It’s not every day one gets to rub shoulders with profoundly eminent historians — I periodically get to do so here at Cambridge (Quentin Skinner, Richard Evans, Mary Beard etc), and today one of the most respected historians in Malaysia held a round table discussion in London, which I attended with much anticipation. Malaysia is one of those places whose history, like that of Japan’s (though certainly to a lesser extent), has been insidiously annexed by the ruling elite for nationalistic purposes. Because of the way Malaysia’s history has been (re)written, today few people realize that the racial divisions that cleave our population into its Malay, Chinese and Indian factions are neither historic nor historically inevitable.
An epiphany of sorts: the Malay word for “nation” and “race” are the same.
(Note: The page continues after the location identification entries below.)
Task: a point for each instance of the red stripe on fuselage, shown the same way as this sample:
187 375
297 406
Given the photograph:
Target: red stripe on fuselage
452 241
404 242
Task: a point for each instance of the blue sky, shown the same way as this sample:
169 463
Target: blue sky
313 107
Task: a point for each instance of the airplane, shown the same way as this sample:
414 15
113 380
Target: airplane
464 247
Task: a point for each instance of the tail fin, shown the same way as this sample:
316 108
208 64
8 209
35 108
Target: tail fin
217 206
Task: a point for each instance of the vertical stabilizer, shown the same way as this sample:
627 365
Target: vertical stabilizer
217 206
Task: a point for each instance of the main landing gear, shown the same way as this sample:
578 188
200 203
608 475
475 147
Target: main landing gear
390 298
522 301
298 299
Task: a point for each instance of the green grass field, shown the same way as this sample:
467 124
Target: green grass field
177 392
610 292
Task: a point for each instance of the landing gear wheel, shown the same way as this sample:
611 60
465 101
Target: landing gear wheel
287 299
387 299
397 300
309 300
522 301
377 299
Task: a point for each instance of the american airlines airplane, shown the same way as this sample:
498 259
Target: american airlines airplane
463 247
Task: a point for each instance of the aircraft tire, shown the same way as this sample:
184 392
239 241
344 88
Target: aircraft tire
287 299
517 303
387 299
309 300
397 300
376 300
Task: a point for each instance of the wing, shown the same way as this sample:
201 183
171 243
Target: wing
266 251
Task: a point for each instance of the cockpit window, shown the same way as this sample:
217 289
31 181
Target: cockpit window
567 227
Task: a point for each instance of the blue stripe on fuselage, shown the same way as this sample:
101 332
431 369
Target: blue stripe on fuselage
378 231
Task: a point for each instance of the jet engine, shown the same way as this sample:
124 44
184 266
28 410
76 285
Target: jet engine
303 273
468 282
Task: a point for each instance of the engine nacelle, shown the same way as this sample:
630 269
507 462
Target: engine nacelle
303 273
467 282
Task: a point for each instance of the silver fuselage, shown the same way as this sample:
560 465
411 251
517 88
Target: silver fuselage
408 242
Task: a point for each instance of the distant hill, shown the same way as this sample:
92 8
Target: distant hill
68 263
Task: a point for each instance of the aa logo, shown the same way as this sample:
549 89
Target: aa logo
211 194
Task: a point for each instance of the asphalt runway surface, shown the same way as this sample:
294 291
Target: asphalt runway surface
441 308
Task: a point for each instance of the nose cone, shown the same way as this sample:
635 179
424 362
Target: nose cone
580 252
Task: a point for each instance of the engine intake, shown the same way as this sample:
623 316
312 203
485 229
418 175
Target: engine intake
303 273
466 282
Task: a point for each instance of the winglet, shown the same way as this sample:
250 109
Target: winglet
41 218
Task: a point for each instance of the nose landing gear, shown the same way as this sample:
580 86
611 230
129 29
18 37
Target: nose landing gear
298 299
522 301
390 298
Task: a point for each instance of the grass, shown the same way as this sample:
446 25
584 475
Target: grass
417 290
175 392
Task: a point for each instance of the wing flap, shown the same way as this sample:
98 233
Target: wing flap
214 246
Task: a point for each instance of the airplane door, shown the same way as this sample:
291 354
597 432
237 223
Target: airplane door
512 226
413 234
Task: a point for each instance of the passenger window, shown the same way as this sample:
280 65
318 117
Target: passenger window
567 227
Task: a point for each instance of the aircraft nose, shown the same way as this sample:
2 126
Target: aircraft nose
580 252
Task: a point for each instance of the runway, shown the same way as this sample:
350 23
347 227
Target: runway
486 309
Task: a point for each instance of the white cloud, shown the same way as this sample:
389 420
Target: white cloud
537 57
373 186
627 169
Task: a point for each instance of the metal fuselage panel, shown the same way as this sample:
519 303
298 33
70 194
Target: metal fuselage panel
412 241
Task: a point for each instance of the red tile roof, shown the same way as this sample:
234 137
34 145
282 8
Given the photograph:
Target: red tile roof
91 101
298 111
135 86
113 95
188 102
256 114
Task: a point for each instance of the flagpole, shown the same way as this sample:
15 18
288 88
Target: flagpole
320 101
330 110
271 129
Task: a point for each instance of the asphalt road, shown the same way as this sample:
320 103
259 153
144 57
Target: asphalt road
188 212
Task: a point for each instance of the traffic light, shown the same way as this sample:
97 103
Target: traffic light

Even though we have, in Malay, nasionalis (nationalist) and nasionalisme (nationalism), there is no corresponding Nasion, there is only Bangsa — Race. This causes endless trouble. There is no semantic way to distinguish between the Malay Nation and the Malay Race (both Bangsa Melayu). Therein lies the trouble for the assimilation of sojourners.
and even I sometimes forget that Malaysia’s independence in 1957 was not really about the transfer of power from the British to the national party (which the national party likes to claim) but from the Malay rulers to the people (i.e. the formation of a constitutional monarchy). The British in Malaya at the time were, and had always been, administrators and forceful advisors, not rulers. Insofar as it implied emancipation from colonial rule, Malaysian independence is a fiction; the original call was not “Merdeka!” (Independence) but “Tanah Melayu!” (Malay Land!). In 1957 we had no one to be independent from but ourselves.
(all this is, naturally, not in our history textbooks)
There are not many Malaysian historians; fewer still, it seems, in my generation, who tend to be economists, lawyers, accountants, doctors and engineers. The professor, then, appeared ecstatic upon discovering my vocation, and wrote on the frontispiece of the book he autographed:
I hope you, too, will come to accept that history is the mother of all disciplines.